3. The liquid crystal display according to claim 1, wherein the masking part includes:

a detection part detecting an abnormal period of the gate high voltage to generate a gate voltage abnormality detection signal; and

a switching part switching the gate output enable signal and the gate voltage abnormality detection signal in accordance with the gate voltage abnormality detection signal.

4. The liquid crystal display according to claim 3, further comprising:

a period-extending part connected between the detection part and the switching part for further extending a period, during which the gate output enable signal is intercepted, by a designated period in use of the gate voltage abnormality detection signal.

5. The liquid crystal display according to claim 4, wherein the period-extending part delays the gate voltage abnormality detection signal for the designated period to supply the delayed gate voltage abnormality detection signal to the switching part.

6. The liquid crystal display according to claim 3, wherein the detection part includes:

a sensing part sensing a voltage level of the gate high voltage; and

a logical signal generator for generating the gate voltage abnormality detection signal with any one logical state of high state or low state in accordance with the voltage level of the sensed gate high voltage to supply the generated gate voltage abnormality detection signal to the switching part.

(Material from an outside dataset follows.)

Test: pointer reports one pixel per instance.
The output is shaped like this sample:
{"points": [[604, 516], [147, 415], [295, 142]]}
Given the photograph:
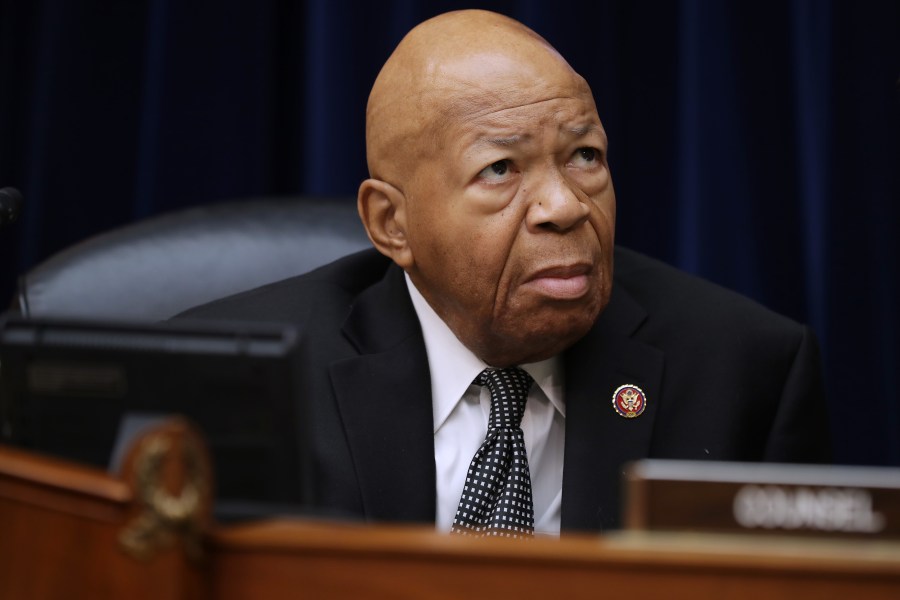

7. The liquid crystal display according to claim 2, further comprising:

a second masking part selectively intercepting the gate output enable signal supplied from the timing controller to the masking part, in accordance with a reset signal.

8. A driving method of a liquid crystal display, comprising the steps of:

generating a gate voltage abnormality detection signal corresponding to an abnormal state of a gate high voltage; and

selectively intercepting a gate output enable signal supplied from a timing controller to a gate driver in accordance with the gate voltage abnormality detection signal.

9. The driving method according to claim 8, wherein the gate output enable signal is intercepted during an abnormal period when the gate high voltage drops below a designated voltage, in the step of selectively intercepting the gate output enable signal.

10. The driving method according to claim 8, wherein the step of generating the gate voltage abnormality detection signal includes:

sensing a voltage level of the gate high voltage; and

generating the gate voltage abnormality detection signal with any one logical state of high state or low state in accordance with the sensed voltage level.

11. The driving method according to claim 8, further comprising the step of:

having the gate output enable signal further intercepted for a designated period in response to the gate voltage abnormality detection signal.

12. The driving method according to claim 8, wherein the gate output enable signal is output to the gate driver if the gate high voltage is in a normal state and is intercepted if the gate high voltage is in an abnormal state during the step of selectively intercepting the gate output enable signal.